BY Tobias Salinger NEW YORK DAILY NEWS Wednesday, April 6, 2016, 7:23 PM A Michigan man mistaken for a fugitive suffered a brutal beating by undercover officers and was still charged with multiple felonies, his lawyer said Wednesday.
A Grand Rapids police detective and an FBI agent arrested James King, then a student at Grand Valley State University, as he walked to his summer job with a science education non-profit, on July 18, 2014, according to a lawsuit filed Monday in U.S. District Court. King has dropped out of school and his life has never been the same since the arrest, King’s lawyer Patrick Jaicomo said.
“The main thing he’s trying to get is some sort of justice out of this situation, because this incident derailed his life at the age of 21,” Jaicomo, an attorney with Miller, Johnson, Snell & Cummiskey, told the Daily News. “Instead of saying, ‘Sorry, this was a terrible mistake,’ they charged him with three felonies.”
Jill Washburn, a spokeswoman for the Detroit office of the FBI, declined to comment on the pending lawsuit. Grand Rapids City Attorney Catherine Mish didn’t immediately respond to requests for comment Wednesday night.

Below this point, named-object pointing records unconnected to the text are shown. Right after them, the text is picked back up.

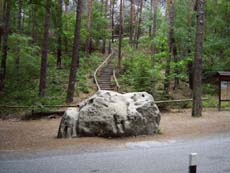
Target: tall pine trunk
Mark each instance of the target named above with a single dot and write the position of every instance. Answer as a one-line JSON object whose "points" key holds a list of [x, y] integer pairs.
{"points": [[19, 32], [132, 14], [43, 69], [89, 18], [59, 34], [4, 43], [170, 46], [75, 57], [1, 21], [34, 23], [197, 79], [120, 35], [112, 19], [154, 30], [139, 22]]}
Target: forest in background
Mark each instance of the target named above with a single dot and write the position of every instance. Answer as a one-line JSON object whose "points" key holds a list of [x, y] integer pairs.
{"points": [[50, 48]]}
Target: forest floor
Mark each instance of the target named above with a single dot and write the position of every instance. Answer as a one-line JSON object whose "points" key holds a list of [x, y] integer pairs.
{"points": [[41, 134]]}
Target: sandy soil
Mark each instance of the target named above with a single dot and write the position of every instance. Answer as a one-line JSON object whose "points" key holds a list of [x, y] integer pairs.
{"points": [[41, 134]]}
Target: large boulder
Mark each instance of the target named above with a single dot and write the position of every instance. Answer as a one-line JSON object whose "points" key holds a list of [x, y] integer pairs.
{"points": [[111, 114]]}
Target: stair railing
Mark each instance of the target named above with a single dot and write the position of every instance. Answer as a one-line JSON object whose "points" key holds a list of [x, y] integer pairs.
{"points": [[115, 79], [100, 66]]}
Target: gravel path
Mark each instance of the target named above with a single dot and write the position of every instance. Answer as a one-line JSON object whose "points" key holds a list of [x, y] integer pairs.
{"points": [[41, 134]]}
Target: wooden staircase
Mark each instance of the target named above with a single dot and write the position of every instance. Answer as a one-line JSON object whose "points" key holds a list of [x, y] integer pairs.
{"points": [[105, 76]]}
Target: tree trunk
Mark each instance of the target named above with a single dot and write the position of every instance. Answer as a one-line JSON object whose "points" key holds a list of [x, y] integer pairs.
{"points": [[139, 22], [59, 34], [75, 57], [19, 32], [132, 14], [105, 14], [176, 70], [1, 21], [154, 30], [42, 85], [151, 18], [197, 79], [171, 43], [120, 35], [112, 18], [34, 23], [4, 43], [89, 18]]}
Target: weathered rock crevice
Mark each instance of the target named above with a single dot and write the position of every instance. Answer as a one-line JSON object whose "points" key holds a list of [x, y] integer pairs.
{"points": [[111, 114]]}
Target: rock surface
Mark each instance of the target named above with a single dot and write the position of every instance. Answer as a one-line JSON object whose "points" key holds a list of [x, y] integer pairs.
{"points": [[111, 114]]}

The fugitive task force officers believed King, now 23 years old, looked like their vague available description of a wanted home invasion suspect seen the day before in Grand Rapids, according to the lawsuit. The actual wanted man, Aaron Davison, 28, is now behind bars for second-degree home invasion, inmate records show.
(U.S. District Court/MDOC)
(FOX 17)
Yet King, who didn’t notice the badges on the lanyards the officers were wearing, thought they were mugging him and tried to run away after the FBI agent, Douglas Brownback, took King’s wallet, the lawsuit said.
Brownback and Detective Todd Allen tackled King to the ground and Allen put King in a chokehold that left him unconscious, according to the document. Neither told him they were law enforcement officers. They said in later testimony they had decided to arrest King when he initially said he had no identification yet was carrying a wallet, the lawsuit said.
(U.S. District Court)
King woke up and bit Allen’s arm to try again to get away, the documents said. Allen then began hitting King in the head and face “as hard as I could, as fast as I could, and as many times as I could,” he later said, according to the lawsuit. Bystanders on Leonard St. dialed 911, and uniformed officers arrived on the scene.
That’s when the third officer named in the lawsuit, Grand Rapids police Officer Connie Morris, convinced two witnesses who had filmed the beating on their phones to erase the videos, the documents said.
“We got undercover officers there. No pictures. Delete it. Delete it. It’s for the safety of the officers,” Morris said, according to the lawsuit. “All we used to do was tell the story; we didn’t have a picture to tell the story with, right? Did you delete it? … We don’t need no pictures.”
The ordeal continued for King, who could be seen in his mug shot with his face swollen and in pictures three days later with the whites of his eyes turned almost entirely black and red.
Prosecutors charged him with assaulting a police officer, assaulting an officer and causing injury and assault with a dangerous weapon, referring to the handcuffs on one of his wrists when he tried to run away, according to the lawsuit. A jury later cleared him on all the charges.
Yet his family spent their life savings on his legal expenses in the trial and he suffered mental and physical injuries, lost wages and diminished future earning potential, the lawsuit said. He seeks damages for violations of the Fourth and Fourteenth Amendments.